In der Halle stellt Firmengründer Li Bin alias William Li den ET7 vor, die neue Limousine vor Nio: elegant-schnittiges Design, Allradantrieb, bis zu 653 PS, von Null auf 100 in knapp unter 4 Sekunden. Dank eines neuartigen Feststoff-Akkus soll der ET7 irgendwann einmal eine Reichweite von bis zu 1000 Kilometern schaffen. Kostenpunkt: umgerechnet rund 57.000 Euro für das Basis-Modell - in China. Bisher ist Nio nur auf dem Heimatmarkt aktiv.
Fans der Marke Nio verfolgen mit Maske die Vorstellung des neuen Elektroauto-Modells in Chengdu.
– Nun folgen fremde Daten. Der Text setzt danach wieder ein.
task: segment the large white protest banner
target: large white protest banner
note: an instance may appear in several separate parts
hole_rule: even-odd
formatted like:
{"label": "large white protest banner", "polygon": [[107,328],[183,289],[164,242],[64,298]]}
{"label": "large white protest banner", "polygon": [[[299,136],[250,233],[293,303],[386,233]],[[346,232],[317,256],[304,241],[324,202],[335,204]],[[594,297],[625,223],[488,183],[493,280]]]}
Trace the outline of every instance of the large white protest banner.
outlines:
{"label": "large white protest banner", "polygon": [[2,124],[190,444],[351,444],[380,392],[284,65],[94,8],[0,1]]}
"Uns ist bewusst, dass wir auch in Europa schon viele begeisterte Fans haben", sagt Nio-Firmengründer Li Bin. "Wir haben auch schon Pläne, dort unsere Autos zu verkaufen." Noch 2021 werde es für sein Unternehmen losgehen in Europa. "Wir werden dort zunächst in einem Land starten und wollen das dann Schritt für Schritt ausbauen."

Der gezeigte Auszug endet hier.